More than half of the city’s high school students report being sexually active, according to the Centers for Disease Control’s 2013 Youth Risk Behavior Survey.
The good news is that more students are using some kind of birth control. Teen birth rates in the city dropped by a third between 2009 and 2013, the latest year for which figures are available, according to Maryland Department of Health and Mental Hygiene.
The bad news?

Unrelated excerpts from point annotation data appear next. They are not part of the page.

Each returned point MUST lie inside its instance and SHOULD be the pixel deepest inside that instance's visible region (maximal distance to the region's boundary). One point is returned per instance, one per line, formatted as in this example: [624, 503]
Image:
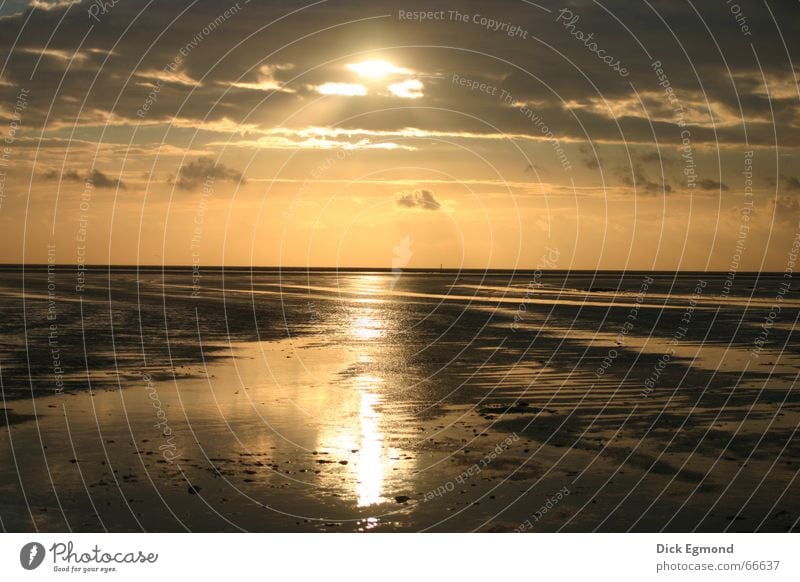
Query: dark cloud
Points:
[706, 184]
[575, 94]
[423, 199]
[589, 159]
[96, 178]
[638, 179]
[195, 173]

The rate of 43 teen births per 1,000 girls in Baltimore is still 1.5 times higher than the national rate (26 per 1,000 girls) and twice as high as Maryland’s rate (19 per 1,000) . Worse, the data reveals major racial and ethnic disparities, according to the Baltimore City Health Department. While the rate for white teens is 23 per 1,000, the Hispanic teen birth rate is 65 per 1000 girls and among black teens it is 51 per 1000.
Those racial disparities persist—indeed, they’re amplified—when it comes to sexually transmitted infections (STIs), with African-American youth acquiring chlamydia and gonorrhea at a rate 15 times higher than their white peers in the city, according to the Baltimore City Health Department. And with HIV among 15- to 19-year-olds here, the overall rate is 43 cases per 100,000 youth but 100 cases per 100,000 among African-American teen males, according to the Health Department.
Condom use is sporadic. More than a third of Baltimore teens said that they didn’t use a condom the last time they had sex, according to the CDC’s 2013 youth survey; among LGBTQ students, 60 percent didn’t use a condom.